The president objects to the size of the proposed funding increase, which is
seven times what he had proposed. But the costs would be fully covered by
an increase in tobacco taxes, which would bring health benefits of its own by
discouraging smoking. He complains that the bill would encourage
middle-class children to enroll in a program that was originally designed to
cover low-income youngsters. The main effort and primary impact, however, will
still be on low-income children.
Mr.
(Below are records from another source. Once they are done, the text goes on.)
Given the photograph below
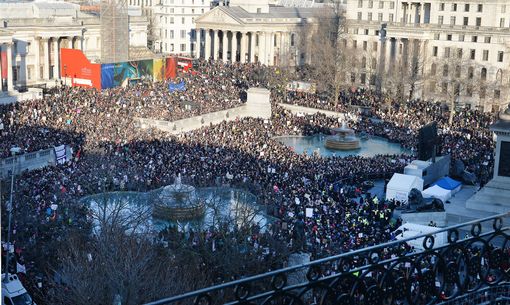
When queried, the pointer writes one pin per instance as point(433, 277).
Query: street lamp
point(14, 151)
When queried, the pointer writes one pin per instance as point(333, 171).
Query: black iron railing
point(461, 268)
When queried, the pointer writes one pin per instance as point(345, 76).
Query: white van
point(13, 292)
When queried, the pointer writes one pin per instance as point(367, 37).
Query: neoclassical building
point(33, 32)
point(460, 49)
point(254, 31)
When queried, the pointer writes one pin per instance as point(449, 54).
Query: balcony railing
point(468, 268)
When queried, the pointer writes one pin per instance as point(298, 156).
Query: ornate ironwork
point(382, 274)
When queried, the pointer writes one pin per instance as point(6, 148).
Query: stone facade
point(32, 33)
point(471, 37)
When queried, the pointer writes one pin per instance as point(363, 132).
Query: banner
point(60, 154)
point(74, 65)
point(171, 68)
point(159, 69)
point(177, 87)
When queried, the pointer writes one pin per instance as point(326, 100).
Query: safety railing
point(388, 273)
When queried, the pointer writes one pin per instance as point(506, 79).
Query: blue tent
point(448, 184)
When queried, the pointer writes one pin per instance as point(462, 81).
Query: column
point(224, 48)
point(37, 52)
point(207, 42)
point(270, 49)
point(216, 45)
point(234, 46)
point(252, 47)
point(55, 58)
point(244, 43)
point(198, 43)
point(9, 68)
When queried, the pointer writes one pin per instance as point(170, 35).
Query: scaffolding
point(114, 31)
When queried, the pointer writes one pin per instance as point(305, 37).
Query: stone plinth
point(424, 218)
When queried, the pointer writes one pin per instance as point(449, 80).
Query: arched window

Bush also warns that a substantial number of middle-class children will
simply be switched from private insurance to the public program, shifting costs
to the taxpayer. That will inevitably occur. But experts have
calculated that the president’s preferred approach — tax deductions for people
who buy their own insurance — would provide a much higher proportion of its
benefits to people who already have insurance, thus doing far less than the
Congressional measure to reduce the number of uninsured children.
Mr. Bush seems determined to use the children’s program to take a stand against
what he calls “an incremental step toward the goal of government-run health care
for every American.” He would rather sacrifice the health of uninsured
children than yield an inch of ideological ground. House Republicans ought
to take a more humane approach and override the president’s blinkered obstinacy.